The infile command can also be used with fixed-format data and a dictionary. This is a very powerful command that gives you a number of options not available with infix; for example it lets you define variable labels right in the dictionary, but the syntax is a bit more complicated. See help infile2.

In most cases you will find that you can read free-format data using infile and fixed-format data using infix. For more information on the trade-offs see help infiling.

Data can also be typed directly into Stata using the input command, see help input, or using the built-in Stata data editor available through Data|Data editor on the menu system.

2.3 Data Documentation

After you read your data into Stata it is important to prepare some documentation. In this section we will see how to create dataset, variable, and value labels, and how to create notes for the data or variables.

2.3.1 Data Label and Notes

Stata lets you label your dataset using the label data command followed by a label of up to 80 characters (244 in Stata SE). You can also add notes of up to ~64K characters each using the notes command followed by a colon and then the text:

. label data "Family Planning Effort Data"
. notes:  Source P.W. Mauldin and B. Berelson (1978). ///
>         Conditions of fertility decline in developing countries, 1965-75. ///
>         Studies in Family Planning, 9:89-147

Users of the data can type notes to see your annotation. Documenting your data carefully always pays off.

2.3.2 Variable Labels and Notes

You can (and should) label your variables using the label variable command followed by the name of the variable and a label of up to 80 characters enclosed in quotes.
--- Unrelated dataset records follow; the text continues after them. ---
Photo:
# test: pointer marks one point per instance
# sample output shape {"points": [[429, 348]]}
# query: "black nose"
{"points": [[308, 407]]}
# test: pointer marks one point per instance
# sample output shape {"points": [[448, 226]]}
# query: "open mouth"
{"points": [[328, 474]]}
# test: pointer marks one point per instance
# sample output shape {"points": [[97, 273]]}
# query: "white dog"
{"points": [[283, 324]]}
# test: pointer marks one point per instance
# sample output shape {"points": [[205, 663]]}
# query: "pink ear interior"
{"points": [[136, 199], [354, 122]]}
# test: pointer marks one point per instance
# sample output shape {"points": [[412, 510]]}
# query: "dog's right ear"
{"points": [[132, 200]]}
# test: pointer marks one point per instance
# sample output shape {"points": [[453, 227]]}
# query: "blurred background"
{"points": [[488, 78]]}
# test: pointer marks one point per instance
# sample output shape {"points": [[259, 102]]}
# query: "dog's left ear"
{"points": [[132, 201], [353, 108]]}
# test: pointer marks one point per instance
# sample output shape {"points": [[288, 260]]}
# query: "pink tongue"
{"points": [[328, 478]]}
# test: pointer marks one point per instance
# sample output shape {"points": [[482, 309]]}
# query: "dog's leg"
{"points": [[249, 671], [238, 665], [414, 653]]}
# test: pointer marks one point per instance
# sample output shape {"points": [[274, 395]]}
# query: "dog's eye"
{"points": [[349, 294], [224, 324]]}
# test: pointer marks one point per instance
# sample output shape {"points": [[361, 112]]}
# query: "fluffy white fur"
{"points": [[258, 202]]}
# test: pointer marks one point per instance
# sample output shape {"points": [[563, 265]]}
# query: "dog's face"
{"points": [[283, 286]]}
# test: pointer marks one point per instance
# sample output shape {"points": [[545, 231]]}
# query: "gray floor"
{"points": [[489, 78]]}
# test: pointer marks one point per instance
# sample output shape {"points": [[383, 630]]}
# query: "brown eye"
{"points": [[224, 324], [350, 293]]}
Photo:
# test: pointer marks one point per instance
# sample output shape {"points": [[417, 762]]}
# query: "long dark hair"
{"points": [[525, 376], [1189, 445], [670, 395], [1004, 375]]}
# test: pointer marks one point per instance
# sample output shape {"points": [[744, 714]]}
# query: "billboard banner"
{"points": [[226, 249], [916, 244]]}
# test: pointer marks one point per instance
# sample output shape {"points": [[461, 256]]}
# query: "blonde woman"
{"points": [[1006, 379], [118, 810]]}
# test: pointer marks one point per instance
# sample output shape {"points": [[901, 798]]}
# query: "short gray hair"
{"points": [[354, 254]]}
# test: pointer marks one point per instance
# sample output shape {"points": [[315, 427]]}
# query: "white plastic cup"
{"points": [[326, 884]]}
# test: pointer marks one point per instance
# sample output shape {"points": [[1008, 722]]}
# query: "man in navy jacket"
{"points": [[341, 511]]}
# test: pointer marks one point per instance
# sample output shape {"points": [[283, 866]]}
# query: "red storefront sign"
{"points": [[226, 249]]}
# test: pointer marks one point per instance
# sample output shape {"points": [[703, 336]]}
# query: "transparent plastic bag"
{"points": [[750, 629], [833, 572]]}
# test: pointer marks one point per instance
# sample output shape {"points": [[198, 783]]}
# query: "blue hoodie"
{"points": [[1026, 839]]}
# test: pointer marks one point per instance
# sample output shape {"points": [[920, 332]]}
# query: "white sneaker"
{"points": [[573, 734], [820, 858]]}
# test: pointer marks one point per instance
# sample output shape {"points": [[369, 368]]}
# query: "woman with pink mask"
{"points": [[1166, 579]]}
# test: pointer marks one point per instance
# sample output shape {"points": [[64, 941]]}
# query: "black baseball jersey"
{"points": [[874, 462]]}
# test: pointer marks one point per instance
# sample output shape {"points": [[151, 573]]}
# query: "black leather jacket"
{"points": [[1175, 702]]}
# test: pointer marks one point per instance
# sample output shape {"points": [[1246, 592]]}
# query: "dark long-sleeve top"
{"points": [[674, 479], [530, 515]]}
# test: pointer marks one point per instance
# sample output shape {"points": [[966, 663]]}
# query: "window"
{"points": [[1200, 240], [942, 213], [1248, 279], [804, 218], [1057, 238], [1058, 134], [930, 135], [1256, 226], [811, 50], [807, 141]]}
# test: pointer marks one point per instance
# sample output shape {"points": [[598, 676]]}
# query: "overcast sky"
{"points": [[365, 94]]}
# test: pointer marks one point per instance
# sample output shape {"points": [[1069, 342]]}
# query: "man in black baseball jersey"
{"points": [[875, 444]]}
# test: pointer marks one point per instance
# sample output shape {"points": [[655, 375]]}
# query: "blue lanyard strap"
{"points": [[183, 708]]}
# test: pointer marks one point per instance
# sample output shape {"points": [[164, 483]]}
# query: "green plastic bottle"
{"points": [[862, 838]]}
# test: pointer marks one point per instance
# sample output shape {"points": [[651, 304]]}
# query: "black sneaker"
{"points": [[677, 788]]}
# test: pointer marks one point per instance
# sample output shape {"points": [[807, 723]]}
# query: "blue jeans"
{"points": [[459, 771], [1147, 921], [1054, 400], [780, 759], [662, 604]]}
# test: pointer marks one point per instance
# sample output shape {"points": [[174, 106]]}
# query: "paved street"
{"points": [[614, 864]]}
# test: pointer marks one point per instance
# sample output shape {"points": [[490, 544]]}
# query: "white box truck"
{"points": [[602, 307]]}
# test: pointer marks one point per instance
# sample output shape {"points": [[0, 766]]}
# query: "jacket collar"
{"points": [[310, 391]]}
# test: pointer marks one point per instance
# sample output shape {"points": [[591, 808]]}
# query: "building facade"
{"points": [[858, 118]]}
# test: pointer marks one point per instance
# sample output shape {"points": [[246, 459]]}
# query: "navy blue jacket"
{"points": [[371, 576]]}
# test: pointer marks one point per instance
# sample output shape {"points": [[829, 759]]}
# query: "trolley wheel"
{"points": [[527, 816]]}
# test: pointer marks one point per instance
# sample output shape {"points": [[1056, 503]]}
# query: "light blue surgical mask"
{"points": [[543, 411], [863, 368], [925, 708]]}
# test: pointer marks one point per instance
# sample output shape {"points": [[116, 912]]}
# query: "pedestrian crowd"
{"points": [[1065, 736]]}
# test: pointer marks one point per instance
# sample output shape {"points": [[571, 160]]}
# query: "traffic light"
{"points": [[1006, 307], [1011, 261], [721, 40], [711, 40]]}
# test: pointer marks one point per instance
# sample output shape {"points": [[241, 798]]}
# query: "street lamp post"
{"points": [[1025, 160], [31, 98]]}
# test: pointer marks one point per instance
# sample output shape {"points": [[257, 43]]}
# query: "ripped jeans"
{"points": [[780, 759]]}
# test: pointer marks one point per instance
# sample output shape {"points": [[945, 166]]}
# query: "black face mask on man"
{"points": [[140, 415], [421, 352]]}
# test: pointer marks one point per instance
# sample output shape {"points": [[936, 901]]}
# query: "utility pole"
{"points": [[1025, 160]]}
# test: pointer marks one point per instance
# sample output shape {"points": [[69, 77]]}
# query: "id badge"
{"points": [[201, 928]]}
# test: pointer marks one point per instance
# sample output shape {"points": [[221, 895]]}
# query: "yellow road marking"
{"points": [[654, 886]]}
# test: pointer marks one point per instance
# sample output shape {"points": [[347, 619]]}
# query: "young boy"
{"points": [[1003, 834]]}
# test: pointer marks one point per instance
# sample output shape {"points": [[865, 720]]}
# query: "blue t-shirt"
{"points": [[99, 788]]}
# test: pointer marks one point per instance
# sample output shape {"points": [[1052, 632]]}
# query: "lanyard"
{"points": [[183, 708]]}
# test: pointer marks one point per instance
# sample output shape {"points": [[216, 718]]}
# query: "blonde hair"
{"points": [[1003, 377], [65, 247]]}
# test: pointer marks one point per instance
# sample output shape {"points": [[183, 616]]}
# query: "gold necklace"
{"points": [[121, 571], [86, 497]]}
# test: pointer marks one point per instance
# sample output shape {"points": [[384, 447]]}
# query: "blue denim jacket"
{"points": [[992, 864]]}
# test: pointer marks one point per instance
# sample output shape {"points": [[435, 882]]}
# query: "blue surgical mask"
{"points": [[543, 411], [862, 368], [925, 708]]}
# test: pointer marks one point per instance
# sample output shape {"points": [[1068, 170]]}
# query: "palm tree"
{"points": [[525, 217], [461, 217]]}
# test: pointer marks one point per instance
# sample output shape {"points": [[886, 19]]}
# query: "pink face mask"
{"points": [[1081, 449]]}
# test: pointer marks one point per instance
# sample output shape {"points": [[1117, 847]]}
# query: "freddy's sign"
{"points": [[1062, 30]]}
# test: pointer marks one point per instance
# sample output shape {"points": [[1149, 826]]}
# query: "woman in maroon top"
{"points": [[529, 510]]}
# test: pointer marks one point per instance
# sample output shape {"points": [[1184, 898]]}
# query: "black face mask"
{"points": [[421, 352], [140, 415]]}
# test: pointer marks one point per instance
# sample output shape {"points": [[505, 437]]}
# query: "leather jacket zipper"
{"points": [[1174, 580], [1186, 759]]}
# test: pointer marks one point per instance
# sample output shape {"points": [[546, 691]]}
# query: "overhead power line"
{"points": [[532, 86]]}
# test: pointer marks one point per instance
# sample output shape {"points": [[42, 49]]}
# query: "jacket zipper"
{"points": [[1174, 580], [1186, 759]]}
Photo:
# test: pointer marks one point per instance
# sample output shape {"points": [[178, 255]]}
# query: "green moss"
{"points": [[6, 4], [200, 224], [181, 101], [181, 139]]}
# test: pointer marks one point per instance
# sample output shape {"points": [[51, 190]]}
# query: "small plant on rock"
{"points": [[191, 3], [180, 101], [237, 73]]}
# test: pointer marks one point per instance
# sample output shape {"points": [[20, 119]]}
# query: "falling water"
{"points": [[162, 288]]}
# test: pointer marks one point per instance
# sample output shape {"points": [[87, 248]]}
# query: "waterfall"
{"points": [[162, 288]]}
With the infile command you can add these labels to the dictionary, which is a natural home for them. Otherwise you should prepare a do file with all the labels. Here's how to define labels for the three variables in our dataset:

. label variable setting "Social Setting"
. label variable effort  "Family Planning Effort"
. label variable change  "Fertility Change"

Stata also lets you add notes to specific variables using the command notes varnametext. Note that the command is followed by a variable name and then a colon:

. notes change: Percent decline in the crude birth rate (CBR) -the number of ///
>                births per thousand population- between 1965 and 1975.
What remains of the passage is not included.